The safety manager found the modeling very useful in discovering potential errors, oversights and inconsistencies in the input requirements. The manager also observed that the number of undefined behaviors identified when performing a Failure Mode and Effects Analysis (FMEA) [8] was drastically reduced due to the failure modes described in the alternative and/or exceptions sections of the scenarios.

Stakeholders.

The stakeholders from different sites in the distributed organization appreciated the use of semi-formal modeling with a clear and precise semantics. This provided the stakeholders with a common formalism for discussions. Modeling therefore became the primary means of communication and understanding of the safety requirements.

4 Conclusions and Lessons Learned

In this paper, we introduced a safety compliant method of writing software safety requirements for railway projects in a distributed organization.
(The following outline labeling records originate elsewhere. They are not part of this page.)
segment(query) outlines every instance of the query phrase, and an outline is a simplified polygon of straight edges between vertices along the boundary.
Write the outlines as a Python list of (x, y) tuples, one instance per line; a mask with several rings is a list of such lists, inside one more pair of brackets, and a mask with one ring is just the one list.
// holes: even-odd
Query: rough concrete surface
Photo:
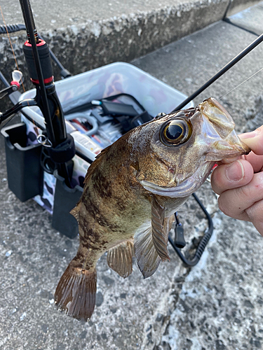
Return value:
[[(36, 0), (32, 6), (39, 33), (76, 74), (112, 62), (129, 62), (222, 19), (229, 6), (232, 13), (236, 6), (247, 7), (258, 0), (239, 1), (81, 0), (72, 6), (67, 0), (62, 6), (58, 1)], [(2, 0), (1, 6), (7, 24), (23, 22), (17, 0)], [(24, 72), (25, 38), (24, 32), (12, 34), (15, 56)], [(15, 66), (6, 36), (0, 38), (0, 62), (1, 69), (6, 73)], [(56, 70), (55, 76), (59, 78)]]
[[(189, 94), (255, 36), (220, 22), (133, 61), (133, 64)], [(219, 98), (262, 68), (262, 48), (196, 99)], [(258, 126), (262, 72), (221, 100), (238, 131)], [(105, 256), (98, 264), (97, 307), (84, 323), (61, 314), (53, 293), (74, 255), (78, 239), (50, 227), (51, 218), (32, 200), (21, 203), (8, 188), (0, 139), (1, 350), (243, 350), (262, 349), (263, 239), (250, 223), (227, 218), (205, 183), (198, 196), (213, 216), (215, 232), (198, 265), (171, 262), (143, 280), (134, 264), (122, 279)], [(186, 251), (206, 227), (191, 200), (180, 210)]]

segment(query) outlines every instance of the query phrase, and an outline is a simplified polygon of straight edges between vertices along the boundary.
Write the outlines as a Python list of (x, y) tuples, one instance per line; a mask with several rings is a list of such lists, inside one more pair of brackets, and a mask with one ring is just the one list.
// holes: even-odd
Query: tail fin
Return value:
[(89, 321), (96, 300), (97, 272), (74, 267), (70, 263), (62, 274), (55, 293), (58, 309), (67, 316)]

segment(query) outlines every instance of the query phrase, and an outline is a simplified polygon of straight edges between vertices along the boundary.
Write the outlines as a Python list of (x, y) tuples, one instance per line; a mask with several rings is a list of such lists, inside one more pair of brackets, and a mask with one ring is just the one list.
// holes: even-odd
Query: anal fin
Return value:
[(164, 217), (165, 209), (154, 197), (151, 200), (152, 239), (158, 255), (164, 261), (170, 260), (167, 243), (169, 234), (169, 218)]
[(133, 242), (126, 241), (108, 251), (107, 262), (109, 267), (125, 279), (133, 272)]
[(151, 226), (135, 234), (134, 248), (139, 269), (147, 279), (154, 274), (161, 262), (152, 239)]
[(55, 293), (58, 309), (65, 310), (67, 316), (78, 320), (89, 321), (96, 300), (97, 273), (69, 265)]

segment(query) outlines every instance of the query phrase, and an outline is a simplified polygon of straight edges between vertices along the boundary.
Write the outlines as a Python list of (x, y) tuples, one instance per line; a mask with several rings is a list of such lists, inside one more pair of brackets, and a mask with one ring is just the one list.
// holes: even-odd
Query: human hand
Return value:
[(263, 236), (263, 125), (239, 137), (252, 152), (220, 163), (212, 174), (212, 188), (220, 195), (223, 213), (251, 221)]

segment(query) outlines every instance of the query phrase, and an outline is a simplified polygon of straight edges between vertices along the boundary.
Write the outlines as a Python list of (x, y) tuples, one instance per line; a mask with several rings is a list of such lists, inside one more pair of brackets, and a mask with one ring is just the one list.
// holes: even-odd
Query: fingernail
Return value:
[(229, 181), (239, 181), (244, 175), (244, 167), (239, 160), (236, 160), (226, 169), (226, 176)]

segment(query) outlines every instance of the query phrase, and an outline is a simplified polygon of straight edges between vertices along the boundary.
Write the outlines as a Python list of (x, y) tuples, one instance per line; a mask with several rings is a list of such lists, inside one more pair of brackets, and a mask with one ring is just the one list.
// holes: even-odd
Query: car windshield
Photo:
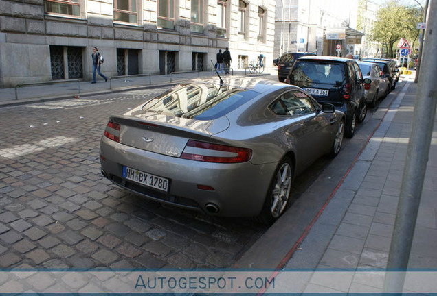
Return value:
[(339, 86), (344, 80), (344, 70), (338, 63), (313, 61), (298, 61), (289, 75), (292, 84), (322, 83)]
[(370, 76), (370, 71), (372, 70), (372, 66), (359, 64), (359, 69), (363, 73), (364, 76)]
[(149, 112), (197, 120), (212, 120), (236, 109), (259, 95), (254, 90), (217, 84), (177, 86), (146, 103)]

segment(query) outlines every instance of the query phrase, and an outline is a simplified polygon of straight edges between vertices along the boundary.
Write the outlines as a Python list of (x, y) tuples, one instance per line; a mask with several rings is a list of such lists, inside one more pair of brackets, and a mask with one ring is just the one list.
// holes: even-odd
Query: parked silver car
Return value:
[(193, 80), (110, 117), (102, 173), (157, 201), (271, 223), (293, 177), (324, 154), (336, 156), (344, 132), (344, 113), (297, 86)]
[(363, 77), (372, 80), (372, 83), (364, 84), (364, 94), (368, 104), (374, 107), (377, 101), (387, 97), (390, 92), (390, 82), (377, 64), (369, 62), (357, 63), (363, 73)]

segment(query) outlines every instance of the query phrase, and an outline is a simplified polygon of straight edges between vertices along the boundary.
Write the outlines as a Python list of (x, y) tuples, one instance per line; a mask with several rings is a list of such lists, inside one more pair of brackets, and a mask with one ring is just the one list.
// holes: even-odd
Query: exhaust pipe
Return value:
[(103, 171), (103, 169), (101, 169), (100, 170), (100, 173), (102, 173), (102, 175), (103, 175), (103, 177), (104, 177), (105, 178), (108, 179), (108, 175), (107, 174), (107, 172)]
[(205, 206), (205, 208), (211, 214), (217, 214), (220, 212), (218, 206), (215, 204), (207, 204), (206, 206)]

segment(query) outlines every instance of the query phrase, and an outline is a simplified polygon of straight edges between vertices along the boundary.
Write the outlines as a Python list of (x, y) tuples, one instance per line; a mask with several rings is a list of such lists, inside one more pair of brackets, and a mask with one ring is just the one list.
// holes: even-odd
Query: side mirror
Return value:
[(324, 113), (334, 113), (335, 112), (335, 107), (333, 104), (325, 103), (322, 105), (322, 111)]

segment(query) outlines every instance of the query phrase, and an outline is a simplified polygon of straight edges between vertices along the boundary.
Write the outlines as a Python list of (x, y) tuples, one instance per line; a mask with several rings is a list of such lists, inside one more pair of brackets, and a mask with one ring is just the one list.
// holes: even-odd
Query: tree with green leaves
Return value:
[(403, 38), (416, 38), (416, 25), (421, 21), (421, 11), (415, 8), (402, 6), (399, 1), (390, 0), (378, 13), (371, 38), (385, 47), (388, 58), (394, 57), (394, 47)]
Our experience shows that dealing with safety requirements was a great challenge that went beyond the technical aspects of producing a requirements specification that complied with the EN 50128 standard. We observed that most of the time and effort was devoted to make this new approach accepted by the persons involved in the software development, rather than to interpret the standard and propose a suitable solution. The reasons behind people’s reluctance to change the working routines are many. In the organization, the use of semi-formal models to specify requirements was the most difficult and perplexing change. Models were not understood as being part of the requirements. However, in the long term the sequence diagrams and the scenarios were used by the testers and the designers to reason about functions. This resulted in constructive discussions, especially during the review meetings, that contributed to a deeper and better understanding of the safety functions.

We believe that the introduction of new methods must be enforced by the top management to be effective, especially in large-scale organizations. Moreover, the working processes have to be updated accordingly for the new techniques to be efficiently adopted. In fact, changes in the way of writing requirements impact the project management in terms of new review processes, new change management routines, new roles and broadened skills, new tools set-up, etc.

This approach pushed the organization to further realize that requirements have “a crucial importance … in critical software systems engineering” [6], and efforts are now made to further improve the requirements management.